Proliferative signaling has generally been associated with polypeptide growth factor receptors that possess an intrinsic protein tyrosine kinase activity (2). A variety of oncogenes have been found to code for mutated forms of these receptors (3) and their ligands (4) or for molecules that participate in their growth-promoting pathways (5). On the other hand, GPCRs have been traditionally linked to tissue-specific, fully differentiated cell functions (1). However, GPCRs are also expressed in proliferating cells, and they have been implicated in embryogenesis, tissue regeneration, and growth stimulation (reviewed in Ref. 6). In this regard, many ligands acting via GPCRs, including thrombin, bombesin, bradykinin, substance P, endothelin, serotonin, acetylcholine, gastrin, prostaglandin F2alpha , and lysophosphatidic acid, are known to elicit a mitogenic response in a variety of cell types (reviewed in Refs. 6 and 7), and recent gene knock-out studies indicate that certain GPCRs are essential for cell growth under physiological conditions (8). Furthermore, accumulating evidence indicates that GPCRs and their signaling molecules can harbor oncogenic potential. For example, the mas oncogene, which encodes a putative GPCR, was initially cloned using standard transfection assays by virtue of its ability to induce tumors in mice (9). Subsequently, serotonin 1C (10), muscarinic m1, m3, and m5 (11), and adrenergic alpha 1 (12) receptors were shown effectively to transform contact-inhibited cultures of rodent fibroblasts when persistently activated. Together these studies demonstrated that GPCRs can behave as agonist-dependent oncogenes and prompted several groups to explore the transforming potential of G protein alpha  subunits. In recent studies, constitutively active mutants of Galpha i, Galpha q, Galpha 0, Galpha 12, and Galpha 13 were shown to behave as transforming genes in a variety of cell types (reviewed in Ref. 13).

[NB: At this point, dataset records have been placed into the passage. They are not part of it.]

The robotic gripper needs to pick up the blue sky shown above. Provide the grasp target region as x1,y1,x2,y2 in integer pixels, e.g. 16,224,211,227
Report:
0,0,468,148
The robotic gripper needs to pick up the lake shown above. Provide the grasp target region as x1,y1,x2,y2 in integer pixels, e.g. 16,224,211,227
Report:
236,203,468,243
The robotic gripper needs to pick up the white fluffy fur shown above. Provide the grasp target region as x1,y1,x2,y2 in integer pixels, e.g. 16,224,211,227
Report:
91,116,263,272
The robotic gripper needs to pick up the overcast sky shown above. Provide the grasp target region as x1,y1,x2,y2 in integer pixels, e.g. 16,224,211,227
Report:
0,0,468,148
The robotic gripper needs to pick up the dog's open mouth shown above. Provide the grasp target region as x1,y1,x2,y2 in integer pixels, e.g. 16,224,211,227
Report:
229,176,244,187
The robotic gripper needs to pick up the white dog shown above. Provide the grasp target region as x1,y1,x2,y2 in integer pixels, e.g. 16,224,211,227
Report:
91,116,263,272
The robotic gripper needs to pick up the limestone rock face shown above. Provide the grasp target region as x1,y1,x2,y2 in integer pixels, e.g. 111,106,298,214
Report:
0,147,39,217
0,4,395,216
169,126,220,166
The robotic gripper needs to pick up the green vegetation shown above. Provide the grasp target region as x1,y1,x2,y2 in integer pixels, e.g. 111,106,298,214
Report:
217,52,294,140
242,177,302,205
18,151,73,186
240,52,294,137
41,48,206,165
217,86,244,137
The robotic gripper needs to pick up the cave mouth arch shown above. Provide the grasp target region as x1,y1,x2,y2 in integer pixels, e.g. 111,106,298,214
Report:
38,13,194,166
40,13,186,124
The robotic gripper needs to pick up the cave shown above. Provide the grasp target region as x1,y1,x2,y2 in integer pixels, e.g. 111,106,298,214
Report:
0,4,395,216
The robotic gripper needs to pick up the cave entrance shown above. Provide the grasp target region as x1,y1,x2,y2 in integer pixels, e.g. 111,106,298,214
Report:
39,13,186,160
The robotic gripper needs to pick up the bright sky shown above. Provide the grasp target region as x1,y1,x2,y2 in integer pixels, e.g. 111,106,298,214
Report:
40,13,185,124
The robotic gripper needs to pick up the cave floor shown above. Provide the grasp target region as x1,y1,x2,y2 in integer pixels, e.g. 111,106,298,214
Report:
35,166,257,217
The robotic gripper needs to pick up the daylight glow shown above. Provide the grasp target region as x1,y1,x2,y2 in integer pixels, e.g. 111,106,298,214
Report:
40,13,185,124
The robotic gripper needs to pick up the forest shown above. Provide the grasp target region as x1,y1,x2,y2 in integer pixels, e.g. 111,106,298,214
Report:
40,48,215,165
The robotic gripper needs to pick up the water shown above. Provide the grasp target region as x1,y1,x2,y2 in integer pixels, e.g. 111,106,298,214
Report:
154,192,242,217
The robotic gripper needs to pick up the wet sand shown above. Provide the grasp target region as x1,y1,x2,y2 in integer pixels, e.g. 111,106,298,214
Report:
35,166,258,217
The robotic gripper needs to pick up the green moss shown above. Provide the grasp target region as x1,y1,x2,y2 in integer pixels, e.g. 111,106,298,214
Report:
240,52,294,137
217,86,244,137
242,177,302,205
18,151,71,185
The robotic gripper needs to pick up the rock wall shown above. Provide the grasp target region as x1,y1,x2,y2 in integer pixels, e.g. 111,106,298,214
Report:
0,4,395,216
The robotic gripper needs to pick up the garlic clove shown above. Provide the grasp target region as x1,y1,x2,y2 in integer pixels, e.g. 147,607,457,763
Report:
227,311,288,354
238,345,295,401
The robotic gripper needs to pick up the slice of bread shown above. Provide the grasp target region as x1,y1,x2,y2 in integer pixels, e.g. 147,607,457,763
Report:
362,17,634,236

The recent discovery of activating mutations in GPCRs and G proteins in several disease states, including cancer, further supports a role for GPCRs in normal and aberrant growth control. For example, mutationally activated Galpha s results in hyperplasia of endocrine cells and has been found in human thyroid and pituitary tumors (reviewed in Ref. 13) and in the McCune-Albright syndrome, a disease in which multiple endocrine glands exhibit autonomous hyperproliferation (14). Interestingly, activated Galpha s contributes significantly to hyperplasia only in tissues where cAMP stimulates proliferation, thus acting as an oncogene referred to as the gsp oncogene (15). Activating mutations have also been identified for Galpha i2, referred to as the gip2 oncogene, in a subset of ovarian sex cord stromal tumors and adrenal cortical tumors (16). On the other hand, Galpha 12, referred as the gep oncogene (17, 18), was isolated as a transforming gene from a soft tissue sarcoma-derived cell (19), although its role in tumorigenesis remains unclear. Naturally occurring activated mutations in members of the Galpha q family have not yet been described.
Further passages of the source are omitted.